Miss Rose's ready-made resources and Molly's taste combined, did not arrive at a very great success. She bought a lilac print, because it would wash, and would be cool and pleasant for the mornings; and this Betty could make at home before Saturday. And for high-days and holidays—by which was understood afternoons and Sundays—Miss Rose persuaded her to order a gay-coloured flimsy plaid silk, which she assured her was quite the latest fashion in London, and which Molly thought would please her father's Scotch blood. But when he saw the scrap which she had brought home as a pattern, he cried out that the plaid belonged to no clan in existence, and that Molly ought to have known this by instinct. It was too late to change it, however, for Miss Rose had promised to cut the dress out as soon as Molly left her shop.

Mr. Gibson had hung about the town all the morning instead of going away on his usual distant rides. He passed his daughter once or twice in the street, but he did not cross over when he was on the opposite side—only gave her a look or a nod, and went on his way, scolding himself for his weakness in feeling so much pain at the thought of her absence for a fortnight or so.

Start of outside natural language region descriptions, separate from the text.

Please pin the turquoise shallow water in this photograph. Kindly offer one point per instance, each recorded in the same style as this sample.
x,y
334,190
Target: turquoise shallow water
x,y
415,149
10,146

"And, after all," thought he, "I'm only where I was when she comes back; at least, if that foolish fellow goes on with his imaginating fancy. She'll have to come back some time, and if he chooses to imagine himself constant, there's still the devil to pay." Presently he began to hum the air out of the "Beggar's Opera"—

I wonder any man alive
Should ever rear a daughter.

CHAPTER VI.
A VISIT TO THE HAMLEYS.

Of course the news of Miss Gibson's approaching departure had spread through the household before the one o'clock dinner-time came; and Mr. Coxe's dismal countenance was a source of much inward irritation to Mr. Gibson, who kept giving the youth sharp glances of savage reproof for his melancholy face, and want of appetite; which he trotted out, with a good deal of sad ostentation; all of which was lost upon Molly, who was too full of her own personal concerns to have any thought or observation to spare from them, excepting once or twice when she thought of the many days that must pass over before she should again sit down to dinner with her father.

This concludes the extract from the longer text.